Missouri Attorney General Presents Attorney General’s Cup to Winning Trial Team
- From left: Dave Fahrenkamp, Keenen Twymon,
Attorney General Chris Koster, Maebetty Kirby,
and Mark Rudder
Missouri Attorney General Chris Koster recently presented the Missouri Attorney General’s Cup to second-year law students Keenen Twymon and Maebetty Kirby, who won the Fourth Missouri Attorney General’s Cup Trial Competition in Jefferson City. The winning team was coached by the Hon. David C. Mason, JD ’83, along with attorneys Dave Fahrenkamp, Jennifer Hofman, and Mark Rudder, JD ’91. Third-year law students Katie Coleman, Pallavi Garg, and Stanley Thompson helped the students in Jefferson City. Third-year law student Sarah Crites and second-year law student Randall Brachman also competed as a team.

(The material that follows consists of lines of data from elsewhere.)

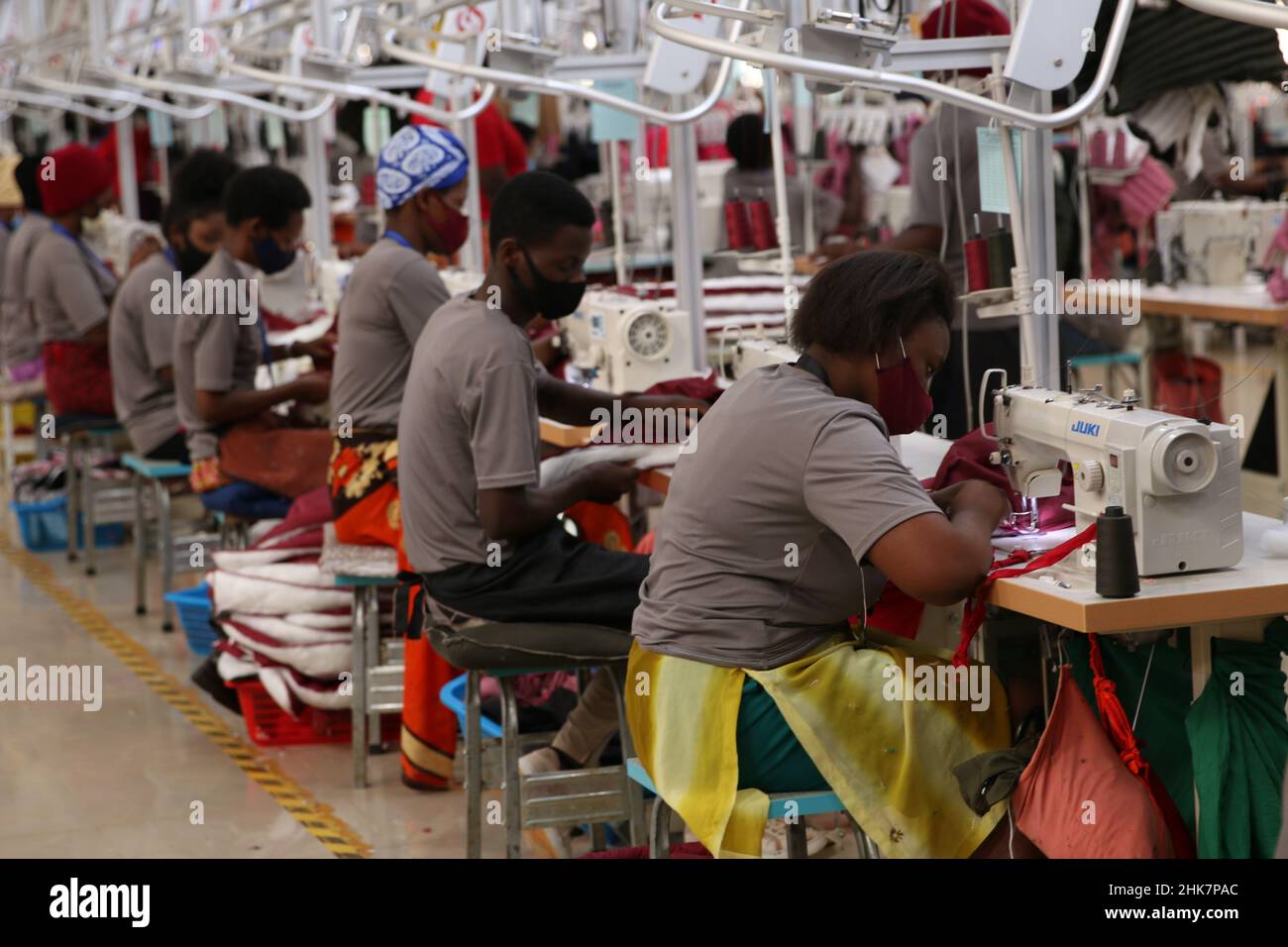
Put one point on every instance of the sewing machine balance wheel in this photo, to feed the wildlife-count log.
(648, 335)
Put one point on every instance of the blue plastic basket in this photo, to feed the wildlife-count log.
(452, 697)
(44, 526)
(193, 607)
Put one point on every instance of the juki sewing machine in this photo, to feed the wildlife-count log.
(619, 343)
(1177, 478)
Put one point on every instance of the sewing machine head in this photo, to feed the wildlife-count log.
(1177, 478)
(619, 343)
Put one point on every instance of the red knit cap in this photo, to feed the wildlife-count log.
(973, 18)
(73, 178)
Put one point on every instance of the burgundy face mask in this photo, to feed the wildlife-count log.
(901, 398)
(454, 230)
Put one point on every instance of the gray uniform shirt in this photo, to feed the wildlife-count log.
(951, 134)
(68, 287)
(767, 519)
(389, 298)
(469, 421)
(18, 339)
(214, 352)
(142, 344)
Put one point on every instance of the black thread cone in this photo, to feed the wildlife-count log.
(1117, 575)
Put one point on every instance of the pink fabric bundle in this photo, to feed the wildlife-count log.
(282, 615)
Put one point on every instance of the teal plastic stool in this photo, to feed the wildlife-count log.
(786, 805)
(377, 669)
(1112, 360)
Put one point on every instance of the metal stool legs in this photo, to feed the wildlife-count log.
(72, 479)
(473, 768)
(141, 548)
(513, 781)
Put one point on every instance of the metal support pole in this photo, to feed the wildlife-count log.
(125, 174)
(318, 176)
(782, 214)
(614, 170)
(472, 254)
(686, 248)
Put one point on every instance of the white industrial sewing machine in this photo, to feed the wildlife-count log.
(1177, 478)
(621, 343)
(751, 354)
(115, 239)
(1214, 243)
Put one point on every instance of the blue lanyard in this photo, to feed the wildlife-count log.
(89, 254)
(398, 239)
(263, 339)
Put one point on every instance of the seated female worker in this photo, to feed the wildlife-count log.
(391, 292)
(745, 674)
(480, 526)
(219, 343)
(142, 335)
(69, 287)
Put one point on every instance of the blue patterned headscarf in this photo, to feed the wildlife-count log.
(419, 157)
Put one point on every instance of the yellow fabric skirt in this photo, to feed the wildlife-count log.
(887, 755)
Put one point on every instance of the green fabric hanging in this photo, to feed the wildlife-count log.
(1239, 742)
(1162, 740)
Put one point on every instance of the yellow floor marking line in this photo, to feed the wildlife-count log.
(316, 818)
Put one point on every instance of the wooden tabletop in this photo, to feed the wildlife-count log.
(1249, 304)
(1256, 587)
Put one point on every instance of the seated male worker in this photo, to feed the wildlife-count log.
(393, 290)
(758, 684)
(71, 287)
(478, 523)
(142, 331)
(20, 343)
(219, 343)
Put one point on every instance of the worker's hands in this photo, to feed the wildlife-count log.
(943, 499)
(979, 496)
(606, 480)
(313, 388)
(321, 351)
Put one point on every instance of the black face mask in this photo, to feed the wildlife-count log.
(189, 260)
(549, 298)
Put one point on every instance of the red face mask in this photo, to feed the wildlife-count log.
(902, 401)
(452, 230)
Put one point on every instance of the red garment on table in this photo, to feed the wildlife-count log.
(1113, 718)
(684, 849)
(966, 460)
(270, 454)
(428, 744)
(1188, 385)
(78, 379)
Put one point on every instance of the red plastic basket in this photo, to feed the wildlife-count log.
(267, 724)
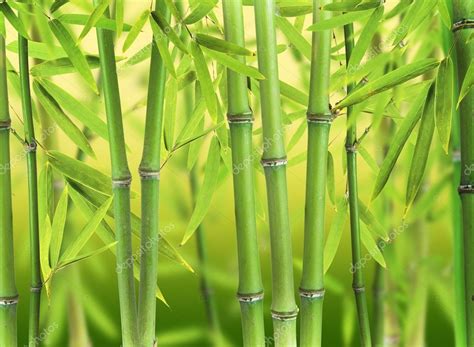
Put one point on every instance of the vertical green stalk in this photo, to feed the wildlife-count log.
(150, 181)
(319, 123)
(121, 180)
(8, 291)
(463, 24)
(36, 282)
(240, 117)
(284, 309)
(358, 283)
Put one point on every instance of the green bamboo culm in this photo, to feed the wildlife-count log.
(150, 184)
(121, 180)
(463, 27)
(8, 291)
(31, 145)
(319, 123)
(240, 117)
(358, 283)
(284, 309)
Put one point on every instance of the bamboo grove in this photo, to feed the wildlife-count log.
(237, 172)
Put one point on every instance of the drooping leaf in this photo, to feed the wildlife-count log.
(389, 80)
(73, 52)
(444, 101)
(398, 142)
(206, 191)
(55, 112)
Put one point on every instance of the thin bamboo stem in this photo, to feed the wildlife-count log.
(121, 180)
(463, 11)
(36, 281)
(8, 291)
(150, 181)
(319, 123)
(250, 291)
(284, 309)
(358, 283)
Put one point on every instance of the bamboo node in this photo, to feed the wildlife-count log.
(312, 294)
(149, 175)
(322, 118)
(463, 24)
(9, 300)
(244, 117)
(121, 182)
(466, 189)
(274, 162)
(285, 316)
(5, 124)
(249, 298)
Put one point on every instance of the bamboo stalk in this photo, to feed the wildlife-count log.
(121, 180)
(250, 291)
(150, 181)
(463, 11)
(319, 123)
(36, 281)
(8, 291)
(284, 309)
(358, 283)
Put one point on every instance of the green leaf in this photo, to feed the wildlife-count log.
(13, 19)
(201, 10)
(94, 17)
(338, 21)
(73, 52)
(234, 65)
(136, 29)
(205, 79)
(168, 31)
(365, 38)
(206, 191)
(422, 150)
(59, 223)
(335, 233)
(444, 101)
(80, 241)
(398, 142)
(80, 172)
(389, 80)
(55, 112)
(220, 45)
(467, 83)
(294, 36)
(76, 108)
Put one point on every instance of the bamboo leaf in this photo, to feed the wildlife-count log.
(422, 149)
(223, 46)
(444, 101)
(136, 28)
(206, 191)
(294, 36)
(202, 9)
(205, 79)
(76, 108)
(80, 172)
(13, 19)
(75, 247)
(59, 222)
(389, 80)
(335, 234)
(398, 142)
(234, 65)
(94, 17)
(73, 52)
(69, 128)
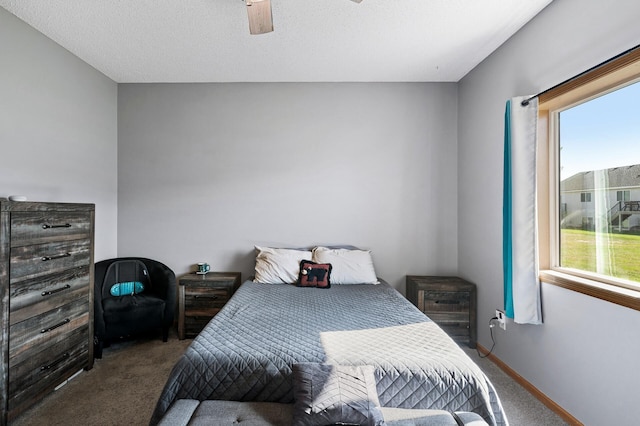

The competition case involved a man charged with first-degree murder. The state contended that the man had shot and killed his wife’s lover when he found them together in her bed. The state’s intent was to prove that the man had access to the residence by use of a hidden key, that he left fingerprints at the scene, and that the actions of his wife and the victim drove him to commit the crime.
The defendant provided a statement denying that he committed the crime. He offered his own testimony and that of his mother and an airline attendant that he had flown out of town the day before the murder. He claimed he was hiking 400 miles away in a state park at the time of the crime. He also testified that it would have been illogical for him to murder the victim because he was the man’s employer. The victim’s death eliminated a good job for him.
“Maebetty and I advocated both for the state and the defense, depending on the round of the competition,” Twymon says. “The benefit of arguing both sides of a case is that it allows you to anticipate the other side’s case. Since you’re advocating for both sides, you have an idea of what the other side will argue, which keeps you one step ahead of the game. It forces you to look at the case in an entirely different light.”
Kirby notes that participating in trial competitions is a critical part of her legal education. “Most classes we take as law students teach you how to think like a lawyer but not how to actually practice law,” she says. “Being on the Trial Team gives us practical experience in the courtroom, and that’s very valuable for anyone who, like me, wants to be a trial attorney.”